In the form of cysts, the nematode can stay in the ground for up to ten years, after which it wakes up and develops as usual. Externally, pest eggs are similar to millet grains, usually they are stuck around the roots and tubers of potatoes.

Potato pests and control 

Potatoes are affected by three types of nematodes:

  1. The stem nematode manifests its presence by shiny gray spots that appear on potato tubers. Under the gray film, you can see the pulp destroyed by the pest, turned into dust. Under a microscope, you can also see the pests themselves – nematodes accumulate on the border of the affected area and healthy pulp. The stem nematode penetrates into potato tubers along the stems, damaging them along the way.
  2. Gall nematode parasitizes exclusively on the roots and tubers of potatoes. In those places where pests accumulate, small seals appear – galls, the diameter of which is about 1,5 mm. These lumps grow, merge, and eventually deform the roots and tubers of the potato. In addition, infections and fungal spores settle in the wounds.
  3. golden nematodes, like their counterparts, very tenacious and very dangerous. Pests are transferred to potatoes along with soil, water, tubers can be infected with garden tools.
Advice! To keep nematode attacks to a minimum, it is recommended to grow only early-ripening potato varieties and plant tubers as early as possible. This is due to the development cycle of the pest, which is 60 days.

Potato pests and control 

You can fight the pest with insecticides, such as “Thiazone” or “Carbomide”. It is very important to observe crop rotation when planting potato sites with corn, beans or perennial grasses.

potato scoop

It is not the brown moths themselves that are dangerous for potatoes, but their larvae are light caterpillars. Pests overwinter on wheatgrass, love shade and high humidity, but, in principle, scoops are unpretentious and can live anywhere.

Potato pests and control 

The cutworm larva gnaws its way to the potato tubers through the neck of the stem, thereby leading to the death of the entire bush and damaging the crop. In addition to insecticidal preparations, the pest can be fought by removing weeds, placing pheromone traps between rows.

Potato pests and control 

Potato moth

Outwardly, this pest is similar to a scoop, but differs in that it is not active seasonally, but during the entire time until the temperature drops below +10 degrees.

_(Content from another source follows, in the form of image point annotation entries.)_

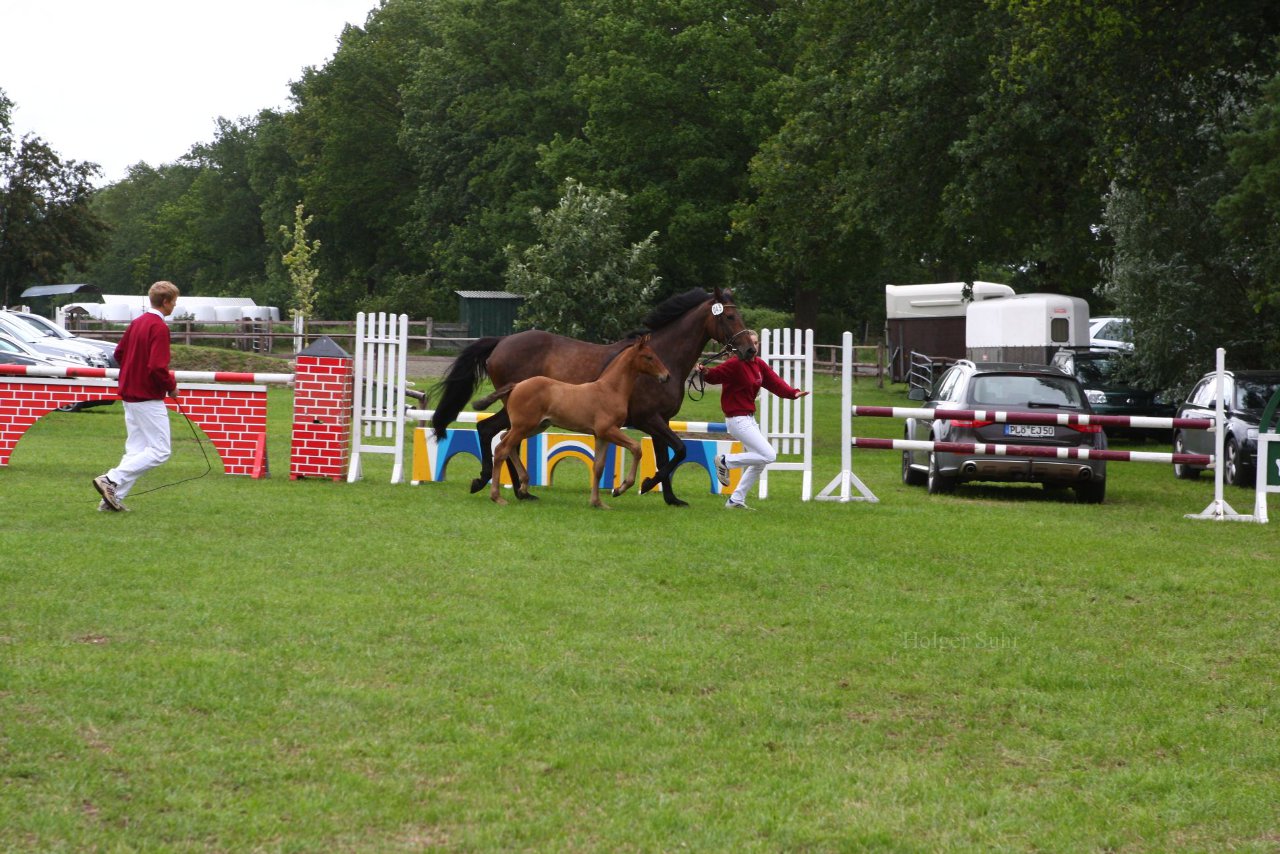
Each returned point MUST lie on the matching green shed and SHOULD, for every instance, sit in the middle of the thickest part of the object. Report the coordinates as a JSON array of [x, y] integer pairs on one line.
[[488, 313]]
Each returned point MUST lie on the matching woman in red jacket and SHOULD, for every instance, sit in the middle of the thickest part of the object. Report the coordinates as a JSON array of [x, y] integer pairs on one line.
[[145, 380], [741, 380]]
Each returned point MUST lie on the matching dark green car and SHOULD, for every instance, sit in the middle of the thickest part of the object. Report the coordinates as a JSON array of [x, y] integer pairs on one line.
[[1097, 371]]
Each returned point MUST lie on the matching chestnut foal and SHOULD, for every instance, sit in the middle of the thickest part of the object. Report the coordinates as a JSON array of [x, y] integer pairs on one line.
[[599, 409]]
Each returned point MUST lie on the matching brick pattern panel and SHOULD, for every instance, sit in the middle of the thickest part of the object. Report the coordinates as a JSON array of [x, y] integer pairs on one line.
[[321, 418], [232, 416]]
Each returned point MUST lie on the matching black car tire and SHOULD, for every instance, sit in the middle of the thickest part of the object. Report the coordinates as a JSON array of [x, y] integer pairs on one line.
[[938, 484], [1180, 470], [1092, 493]]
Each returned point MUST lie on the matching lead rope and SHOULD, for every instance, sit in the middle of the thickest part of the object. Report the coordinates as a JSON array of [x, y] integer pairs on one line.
[[695, 379], [209, 466]]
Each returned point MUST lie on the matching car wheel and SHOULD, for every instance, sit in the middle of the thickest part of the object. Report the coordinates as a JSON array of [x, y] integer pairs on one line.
[[1092, 493], [938, 483], [1233, 470], [1180, 470]]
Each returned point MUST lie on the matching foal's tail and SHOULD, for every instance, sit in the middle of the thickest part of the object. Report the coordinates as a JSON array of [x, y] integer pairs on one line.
[[485, 402], [460, 383]]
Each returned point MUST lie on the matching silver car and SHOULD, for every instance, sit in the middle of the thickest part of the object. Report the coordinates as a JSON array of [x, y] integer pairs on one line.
[[56, 334], [13, 325], [1005, 387]]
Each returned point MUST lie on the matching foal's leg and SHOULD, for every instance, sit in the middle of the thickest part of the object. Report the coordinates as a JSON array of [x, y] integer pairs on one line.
[[488, 429], [602, 448], [632, 447], [499, 456]]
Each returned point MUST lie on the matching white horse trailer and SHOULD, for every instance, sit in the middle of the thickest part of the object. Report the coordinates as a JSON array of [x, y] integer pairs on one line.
[[929, 319], [1025, 328]]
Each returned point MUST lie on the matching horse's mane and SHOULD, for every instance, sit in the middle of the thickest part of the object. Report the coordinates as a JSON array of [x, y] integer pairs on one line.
[[675, 307]]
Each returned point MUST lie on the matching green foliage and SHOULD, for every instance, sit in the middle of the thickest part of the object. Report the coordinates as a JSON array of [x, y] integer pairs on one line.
[[766, 319], [48, 222], [300, 264], [1251, 210], [583, 279]]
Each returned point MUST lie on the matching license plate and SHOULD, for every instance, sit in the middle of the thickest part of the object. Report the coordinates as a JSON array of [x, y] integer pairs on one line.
[[1029, 430]]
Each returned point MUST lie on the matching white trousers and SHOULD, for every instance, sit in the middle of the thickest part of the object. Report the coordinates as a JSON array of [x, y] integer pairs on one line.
[[146, 444], [757, 455]]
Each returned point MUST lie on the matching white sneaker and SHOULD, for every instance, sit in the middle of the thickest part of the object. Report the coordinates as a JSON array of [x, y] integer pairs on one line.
[[106, 488], [722, 470]]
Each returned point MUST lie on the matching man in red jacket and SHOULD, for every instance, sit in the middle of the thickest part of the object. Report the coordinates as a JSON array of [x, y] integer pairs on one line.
[[144, 383], [741, 380]]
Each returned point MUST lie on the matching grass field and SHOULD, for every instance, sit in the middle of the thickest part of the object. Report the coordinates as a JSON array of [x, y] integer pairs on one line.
[[310, 666]]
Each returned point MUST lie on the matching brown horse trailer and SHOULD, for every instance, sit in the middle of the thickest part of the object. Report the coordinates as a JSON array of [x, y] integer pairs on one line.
[[929, 319]]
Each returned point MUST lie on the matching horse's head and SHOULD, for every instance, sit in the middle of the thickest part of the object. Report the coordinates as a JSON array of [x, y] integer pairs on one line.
[[647, 361], [725, 324]]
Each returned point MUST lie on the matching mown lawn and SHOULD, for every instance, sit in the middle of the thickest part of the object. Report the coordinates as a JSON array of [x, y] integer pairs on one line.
[[314, 666]]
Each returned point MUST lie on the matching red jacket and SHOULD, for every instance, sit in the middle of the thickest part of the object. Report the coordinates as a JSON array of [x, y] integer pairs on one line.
[[144, 357], [743, 382]]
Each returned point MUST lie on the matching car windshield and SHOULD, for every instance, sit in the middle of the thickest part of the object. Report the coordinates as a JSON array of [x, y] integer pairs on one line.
[[46, 329], [19, 330], [1015, 391], [1095, 370], [1255, 393]]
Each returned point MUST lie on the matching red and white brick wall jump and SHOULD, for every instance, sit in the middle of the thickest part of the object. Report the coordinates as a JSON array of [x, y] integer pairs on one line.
[[321, 416], [232, 416]]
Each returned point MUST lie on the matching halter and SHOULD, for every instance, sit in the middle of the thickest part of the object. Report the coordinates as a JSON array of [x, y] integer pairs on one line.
[[695, 380]]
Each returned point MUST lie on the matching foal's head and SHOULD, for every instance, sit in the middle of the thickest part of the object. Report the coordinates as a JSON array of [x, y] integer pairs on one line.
[[645, 361]]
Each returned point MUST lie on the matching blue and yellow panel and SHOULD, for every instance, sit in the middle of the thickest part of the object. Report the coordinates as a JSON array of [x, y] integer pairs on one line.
[[543, 452]]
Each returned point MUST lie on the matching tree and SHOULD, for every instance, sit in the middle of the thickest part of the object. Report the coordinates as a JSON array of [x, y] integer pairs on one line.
[[485, 95], [673, 95], [298, 263], [581, 279], [46, 220]]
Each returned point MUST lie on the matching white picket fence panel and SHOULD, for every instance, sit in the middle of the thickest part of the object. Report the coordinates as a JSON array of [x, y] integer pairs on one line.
[[378, 398], [789, 424]]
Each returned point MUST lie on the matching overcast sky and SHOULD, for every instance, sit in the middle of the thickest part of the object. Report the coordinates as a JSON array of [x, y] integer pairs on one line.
[[117, 82]]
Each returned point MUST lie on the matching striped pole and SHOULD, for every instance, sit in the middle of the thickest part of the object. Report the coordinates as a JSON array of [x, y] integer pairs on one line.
[[474, 418], [114, 373], [1000, 416], [1198, 460]]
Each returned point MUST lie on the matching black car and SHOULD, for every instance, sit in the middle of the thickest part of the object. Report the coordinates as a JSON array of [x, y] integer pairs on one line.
[[1005, 387], [1098, 371], [1246, 394]]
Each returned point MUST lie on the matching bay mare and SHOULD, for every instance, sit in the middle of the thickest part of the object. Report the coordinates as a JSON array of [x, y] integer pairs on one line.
[[598, 407], [680, 328]]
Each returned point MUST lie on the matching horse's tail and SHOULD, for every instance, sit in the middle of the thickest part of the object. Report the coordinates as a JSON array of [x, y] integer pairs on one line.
[[485, 402], [460, 383]]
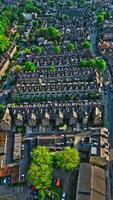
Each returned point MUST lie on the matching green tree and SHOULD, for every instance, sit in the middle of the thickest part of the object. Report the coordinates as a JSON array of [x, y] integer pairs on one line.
[[52, 68], [30, 66], [18, 68], [101, 64], [40, 171], [3, 43], [27, 51], [57, 49], [38, 49], [86, 44], [68, 159], [1, 108], [70, 47]]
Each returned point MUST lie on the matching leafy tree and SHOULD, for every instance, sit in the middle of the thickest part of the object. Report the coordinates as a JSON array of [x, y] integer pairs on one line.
[[101, 64], [70, 47], [1, 108], [57, 49], [18, 68], [101, 17], [3, 43], [30, 66], [86, 45], [38, 49], [27, 51], [52, 68], [40, 171], [68, 159]]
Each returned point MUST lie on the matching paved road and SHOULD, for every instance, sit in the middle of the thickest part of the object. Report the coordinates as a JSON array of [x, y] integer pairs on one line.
[[108, 102], [26, 159], [17, 192]]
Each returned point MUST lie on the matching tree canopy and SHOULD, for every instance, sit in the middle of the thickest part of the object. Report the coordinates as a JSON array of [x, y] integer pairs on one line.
[[30, 66], [3, 43], [68, 159], [40, 171], [86, 44]]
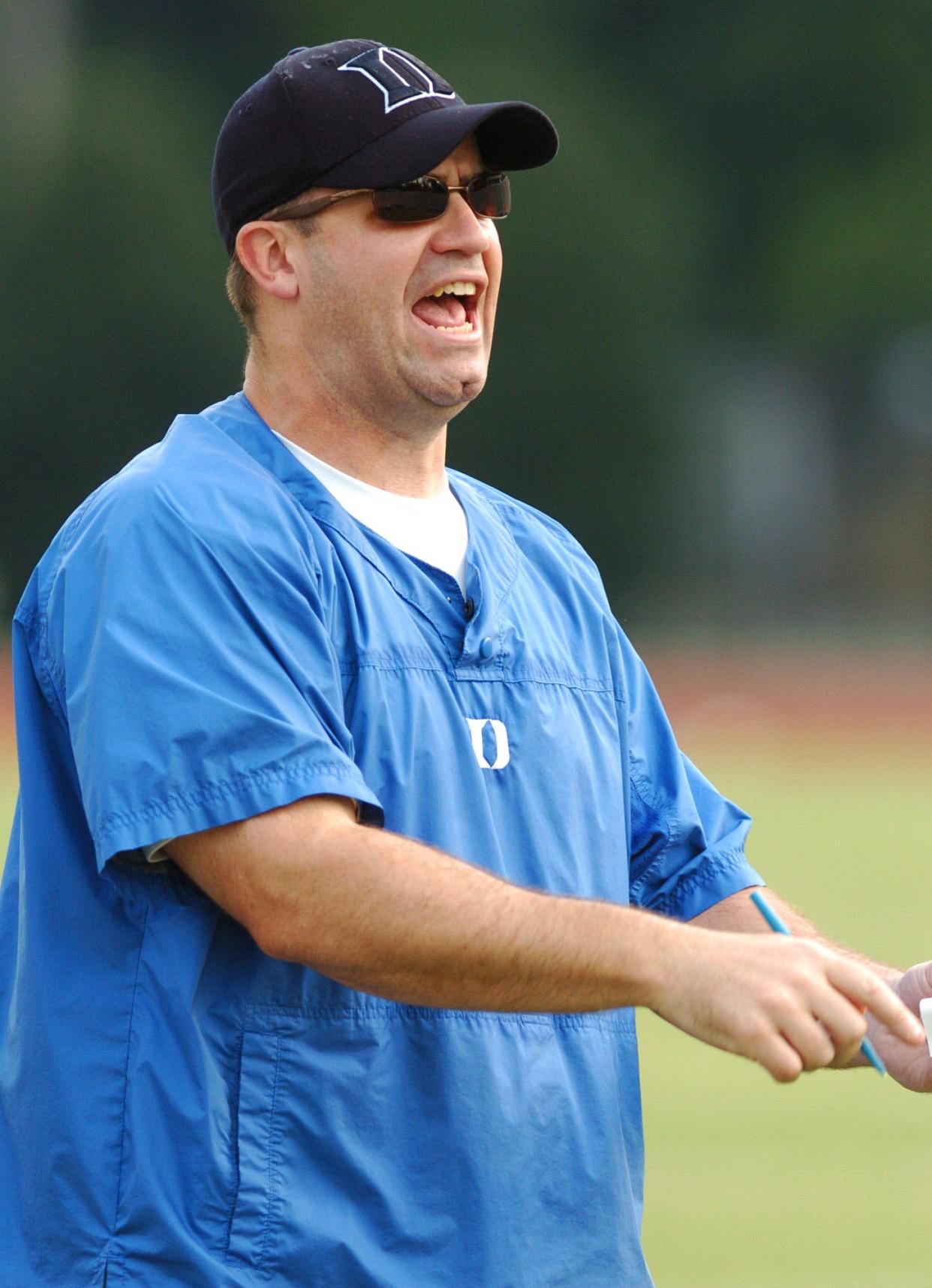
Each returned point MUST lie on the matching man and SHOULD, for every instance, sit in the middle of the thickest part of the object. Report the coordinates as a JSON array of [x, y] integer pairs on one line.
[[351, 826]]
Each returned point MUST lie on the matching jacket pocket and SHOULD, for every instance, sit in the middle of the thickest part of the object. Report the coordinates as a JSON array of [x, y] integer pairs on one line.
[[255, 1149]]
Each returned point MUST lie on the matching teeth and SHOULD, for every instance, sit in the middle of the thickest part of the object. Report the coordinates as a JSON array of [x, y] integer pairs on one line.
[[455, 289]]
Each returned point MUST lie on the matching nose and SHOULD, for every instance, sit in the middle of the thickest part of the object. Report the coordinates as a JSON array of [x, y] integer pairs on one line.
[[461, 228]]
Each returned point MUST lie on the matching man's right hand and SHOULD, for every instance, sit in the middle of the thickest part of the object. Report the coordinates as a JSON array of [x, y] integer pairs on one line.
[[792, 1005]]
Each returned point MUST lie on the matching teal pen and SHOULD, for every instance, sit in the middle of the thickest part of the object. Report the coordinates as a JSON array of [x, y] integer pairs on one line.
[[783, 929]]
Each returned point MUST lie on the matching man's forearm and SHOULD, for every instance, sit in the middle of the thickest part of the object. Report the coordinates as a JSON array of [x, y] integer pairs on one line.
[[389, 916], [393, 917], [739, 914]]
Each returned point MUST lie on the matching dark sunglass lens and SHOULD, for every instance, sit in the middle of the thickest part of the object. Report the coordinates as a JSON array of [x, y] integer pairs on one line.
[[411, 203], [490, 195]]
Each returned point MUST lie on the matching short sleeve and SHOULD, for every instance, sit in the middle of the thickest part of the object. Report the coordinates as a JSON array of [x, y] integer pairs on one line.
[[197, 678], [687, 840]]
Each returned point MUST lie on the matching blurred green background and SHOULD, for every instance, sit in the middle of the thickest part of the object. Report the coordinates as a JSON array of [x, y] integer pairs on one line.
[[713, 364]]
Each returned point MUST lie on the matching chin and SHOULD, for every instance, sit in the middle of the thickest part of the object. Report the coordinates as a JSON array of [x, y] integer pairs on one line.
[[452, 392]]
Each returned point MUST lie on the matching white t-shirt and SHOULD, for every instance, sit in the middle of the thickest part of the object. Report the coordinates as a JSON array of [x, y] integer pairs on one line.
[[431, 528]]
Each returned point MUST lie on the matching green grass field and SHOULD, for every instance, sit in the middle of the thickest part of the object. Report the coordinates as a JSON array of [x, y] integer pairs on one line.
[[825, 1183]]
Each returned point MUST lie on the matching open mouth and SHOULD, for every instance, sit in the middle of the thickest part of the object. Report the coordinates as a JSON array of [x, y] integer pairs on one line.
[[452, 308]]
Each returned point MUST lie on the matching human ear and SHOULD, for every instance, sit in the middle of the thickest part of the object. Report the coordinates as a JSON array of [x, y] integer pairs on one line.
[[263, 251]]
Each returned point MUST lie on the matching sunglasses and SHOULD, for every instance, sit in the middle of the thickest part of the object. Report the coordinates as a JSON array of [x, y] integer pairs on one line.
[[418, 201]]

The potato moth is dangerous primarily for its fertility – up to eight generations of this pest manage to appear in one summer season. Adults do not harm potato bushes, but the larvae damage both the aerial part and tubers.

Potato pests and control 

You can protect the site from moths in the following ways:

  • store potatoes at a temperature of 5 degrees;
  • plant well-warmed tubers;
  • hill bushes high;
  • dig deep into the ground in spring and autumn.
Important! If the potato is infested with moths, before digging up the tubers, it is necessary to cut the tops and burn them. When the tubers are already infected, after digging them, they are treated with lepidocide.

Conclusions

How to deal with potato pests, in principle, is clear – you need to use special insecticides. But the gardener must understand that such substances are toxic not only for insects, but humans can also suffer from them.

Potato pests and control 

In order for the harvest to be safe and as useful as possible, it is better to carry out preventive measures, such as crop rotation, disinfection, and planting green manure. If the pest attacked suddenly, you can try folk remedies or biological protection. Toxic substances should be the last resort, which is used after all unsuccessful attempts to save potatoes.

Potato pests: who else loves our “second bread”?